4. The method according to claim 1, wherein silver or copper or gold or platinum or indium or tungsten particles are inserted in the material, having an average diameter from 5 μm to 17 μm, and percentage by weight with respect to the material that contains them from 3% to 20%.

5. The method according to claim 1, wherein a glycol is added to the material, and/or a solvent is added to the material.

6. A compound inside which to form electrically conductive tracks or areas, the compound comprising by weight:

cellulose or a derivative thereof from 2% to 10%;

particles of silver or copper or gold or platinum or indium or tungsten, having an average diameter from 5 μm to 17 μm, and percentage by weight from 3% to 20%; and

solvent, the remaining %.

7. The compound according to claim 6, wherein the derivative is nitrocellulose.

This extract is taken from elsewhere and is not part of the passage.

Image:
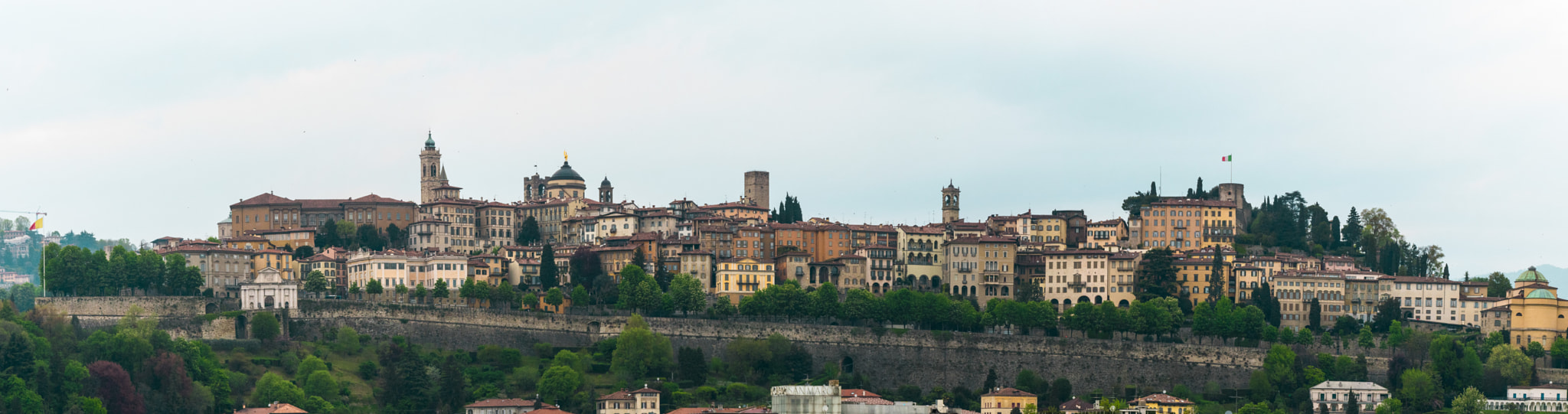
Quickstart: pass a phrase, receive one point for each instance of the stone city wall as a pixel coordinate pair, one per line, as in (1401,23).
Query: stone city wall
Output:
(920,358)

8. The compound according to claim 6, wherein the average diameter is 10-11 μm.

9. The compound according to claim 6, comprising a glycol.

10. A method of using cellulose or a derivative thereof as a material in which to form electrically conductive tracks or areas through local increase of temperature of a portion of the material.

11. The method according to claim 1, wherein PEG (polyethylene glycol) is added to the material, and/or ethyl ether is added to the material.

12. The compound according to claim 6, comprising a PEG (polyethylene glycol) of 2-4%.